Algorithms and Complexity Seminar

Tuesday, May 1, 2007, 1-2:15pm in 32-G575.

Dispersion of Mass and the Complexity of Geometric Problems

Luis Rademacher (MIT CSAIL)

How much can randomness help computation? Motivated by this general question and by volume computation, one of the few instances where randomness provably helps, we analyze a notion of dispersion and connect it to asymptotic convex geometry. We obtain a nearly quadratic lower bound on the complexity of randomized volume algorithms for convex bodies in R^n (the current best algorithm has complexity roughly n^4, conjectured to be n^3). Our main tools, dispersion of random determinants and dispersion of the length of a random point from a convex body, are of independent interest and applicable more generally; in particular, the latter is closely related to the variance hypothesis from convex geometry. This geometric dispersion also leads to lower bounds for matrix problems and property testing.

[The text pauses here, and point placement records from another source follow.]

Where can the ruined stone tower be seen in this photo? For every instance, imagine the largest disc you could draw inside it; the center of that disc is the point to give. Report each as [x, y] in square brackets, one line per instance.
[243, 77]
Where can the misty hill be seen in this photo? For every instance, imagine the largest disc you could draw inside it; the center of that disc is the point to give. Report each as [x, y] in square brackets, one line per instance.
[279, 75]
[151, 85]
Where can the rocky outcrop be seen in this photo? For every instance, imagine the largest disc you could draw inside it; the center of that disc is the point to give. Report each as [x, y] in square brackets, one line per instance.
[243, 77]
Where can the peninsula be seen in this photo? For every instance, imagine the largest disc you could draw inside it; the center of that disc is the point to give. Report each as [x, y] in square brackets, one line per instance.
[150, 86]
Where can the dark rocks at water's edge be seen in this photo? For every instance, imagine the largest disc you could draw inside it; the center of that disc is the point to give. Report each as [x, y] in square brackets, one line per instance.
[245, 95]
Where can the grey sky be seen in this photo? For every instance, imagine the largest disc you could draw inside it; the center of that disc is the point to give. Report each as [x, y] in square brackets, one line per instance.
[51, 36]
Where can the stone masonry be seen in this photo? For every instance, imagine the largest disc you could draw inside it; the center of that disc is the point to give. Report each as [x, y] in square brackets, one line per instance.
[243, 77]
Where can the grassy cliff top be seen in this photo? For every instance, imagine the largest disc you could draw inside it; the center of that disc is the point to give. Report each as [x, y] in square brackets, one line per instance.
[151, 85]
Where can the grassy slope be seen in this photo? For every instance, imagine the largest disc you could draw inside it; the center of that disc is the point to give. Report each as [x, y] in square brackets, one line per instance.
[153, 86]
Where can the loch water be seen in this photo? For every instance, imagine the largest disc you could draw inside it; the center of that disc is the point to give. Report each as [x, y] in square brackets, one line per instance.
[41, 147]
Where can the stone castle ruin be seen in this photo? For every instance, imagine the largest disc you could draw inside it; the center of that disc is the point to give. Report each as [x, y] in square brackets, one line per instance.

We also consider the problem of computing the centroid of a convex body in R^n. We prove that if the body is a polytope given as an intersection of half-spaces, then computing the centroid exactly is #P-hard, even for order polytopes, a special case of 0-1 polytopes. We also prove that if the body is given by a membership oracle, then for any deterministic algorithm that makes a polynomial number of queries there exists a body satisfying a roundedness condition such that the output of the algorithm is outside a ball of radius sigma/100 around the centroid, where sigma^2 is the minimum eigenvalue of the inertia matrix of the body.

Ph.D. Thesis Defense.

(The Algorithms and Complexity Seminar series talks are usually held Thursdays from 4-5:15pm in 32-G575.)